Note that the idea of a \(\chi^2/{\rm dof}\) is not as clearly defined for a Poisson likelihood. We take the closest analogue by taking 2 times the negative log likelihood divided by the DoF. This doesn’t have any strict statistical meaning but is somewhat intuitive to work with for those used to \(\chi^2/{\rm dof}\).
res = ap.fit.LM(model, likelihood="poisson", verbose=1).fit()
fig, ax = plt.subplots()
ap.plots.model_image(fig, ax, model)
ax.set_title("Fitted Model")
plt.show()
==Starting LM fit for 'model' with 7 dynamic parameters and 16384 pixels==
2NLL/DoF: 1.13152, L: 1
/home/docs/checkouts/readthedocs.org/user_builds/astrophot/envs/v0.17.3/lib/python3.12/site-packages/torch/jit/_script.py:1488: DeprecationWarning: `torch.jit.script` is deprecated.
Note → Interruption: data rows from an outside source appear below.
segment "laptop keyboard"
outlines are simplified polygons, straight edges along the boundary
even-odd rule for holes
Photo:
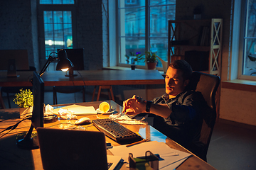
[[[118,143],[129,144],[142,140],[137,133],[111,119],[97,119],[92,122],[100,131]]]

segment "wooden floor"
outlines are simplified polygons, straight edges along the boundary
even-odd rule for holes
[[[86,101],[92,100],[92,91],[87,91]],[[75,100],[74,94],[57,96],[58,103],[82,102],[82,93],[75,94]],[[6,97],[3,98],[8,108]],[[12,101],[14,96],[10,98],[11,107],[16,107]],[[100,100],[108,100],[108,96],[101,95]],[[46,104],[52,105],[53,101],[53,92],[46,91]],[[116,102],[122,103],[121,101]],[[256,127],[219,120],[214,128],[207,159],[208,163],[219,170],[256,169]]]

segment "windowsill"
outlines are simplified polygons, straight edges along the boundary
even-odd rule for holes
[[[223,81],[221,88],[256,92],[256,81],[242,79]]]
[[[116,70],[131,70],[131,67],[120,67],[120,66],[113,66],[113,67],[103,67],[103,69],[116,69]],[[138,69],[136,68],[136,69]],[[165,75],[165,74],[164,74],[163,71],[159,71],[159,73],[161,75]]]

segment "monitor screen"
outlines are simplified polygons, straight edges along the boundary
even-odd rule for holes
[[[9,60],[15,60],[16,70],[28,70],[27,50],[0,50],[0,70],[8,70]]]
[[[58,49],[58,52],[60,49]],[[64,49],[67,52],[68,58],[74,64],[73,70],[83,70],[84,68],[84,49]]]

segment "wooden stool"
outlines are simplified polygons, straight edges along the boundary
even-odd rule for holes
[[[93,101],[93,100],[94,100],[94,96],[95,95],[96,88],[97,88],[97,86],[95,86],[95,89],[93,90],[93,94],[92,94],[92,101]],[[97,100],[96,100],[97,101],[98,101],[99,99],[100,99],[100,95],[101,89],[108,89],[108,94],[109,94],[110,99],[114,101],[114,94],[113,94],[113,91],[112,91],[112,86],[107,86],[107,85],[99,86],[99,90],[98,90],[98,93],[97,93]]]

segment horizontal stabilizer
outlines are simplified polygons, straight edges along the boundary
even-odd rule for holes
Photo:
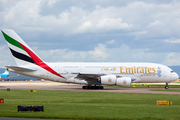
[[[22,71],[22,72],[36,71],[35,69],[32,69],[32,68],[25,68],[25,67],[19,67],[19,66],[5,66],[5,67],[13,71]]]

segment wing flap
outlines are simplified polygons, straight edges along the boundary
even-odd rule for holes
[[[19,72],[32,72],[32,71],[36,71],[36,69],[19,67],[19,66],[5,66],[5,67],[7,69],[12,70],[12,71],[19,71]]]

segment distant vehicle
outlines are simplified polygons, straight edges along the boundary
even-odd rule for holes
[[[130,86],[131,83],[166,83],[179,78],[171,68],[155,63],[50,63],[38,55],[13,31],[1,30],[17,66],[9,71],[63,83],[86,84],[83,89],[103,89],[102,85]]]
[[[7,71],[7,70],[5,70],[4,73],[0,74],[0,79],[1,80],[4,79],[4,78],[7,78],[7,77],[9,77],[9,71]]]

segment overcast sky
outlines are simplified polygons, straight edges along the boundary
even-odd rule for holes
[[[0,0],[0,29],[47,62],[180,65],[178,0]],[[15,65],[2,34],[0,55]]]

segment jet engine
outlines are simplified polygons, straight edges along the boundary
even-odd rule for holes
[[[117,78],[116,75],[104,75],[100,76],[98,80],[103,85],[118,85],[118,86],[130,86],[130,77]]]

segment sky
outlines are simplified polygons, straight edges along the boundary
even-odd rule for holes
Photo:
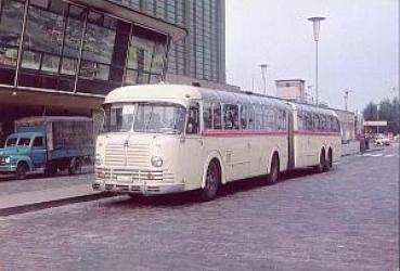
[[[267,93],[274,80],[315,85],[312,23],[324,16],[319,40],[319,100],[349,111],[399,95],[398,0],[225,0],[227,82]],[[393,89],[395,88],[395,89]],[[311,94],[314,95],[312,87]]]

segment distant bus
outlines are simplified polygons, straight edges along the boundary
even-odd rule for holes
[[[96,140],[94,190],[166,194],[314,167],[340,157],[335,112],[246,92],[149,85],[112,91]]]

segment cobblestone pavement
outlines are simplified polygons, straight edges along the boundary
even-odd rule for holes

Please switch to `torch.compile` or `torch.export`.
warnings.warn(
2NLL/DoF: 1.07502, L: 1
2NLL/DoF: 1.05025, L: 0.000152
2NLL/DoF: 1.04935, L: 2.32e-08
Final 2NLL/DoF: 1.04935, L: 2.32e-08. Converged: success
Plotting the model parameters and uncertainty, we see that we have indeed recovered very close to the true values for all parameters! Note that the true values are, however, not where we expect with respect to the 1-2 sigma uncertainty contours. There are two reasons for this, one is that this is a Poisson likelihood and so a Gaussian approximation is only so good, the other is that the model is non-linear so again the Gaussian approximation at the maximum likelihood will not exactly describe the PDF (which actually affects model uncertainties even for a Gaussian likelihood).
fig, ax = ap.plots.covariance_matrix(
res.covariance_matrix.detach().cpu().numpy(),
model.get_values().detach().cpu().numpy(),
reference_values=true_params.detach().cpu().numpy(),
)
plt.show()
If you encounter a problem where LM struggles to fit the poisson data, the Slalom optimizer is also quite efficient in these settings. See the fitting methods tutorial for more details.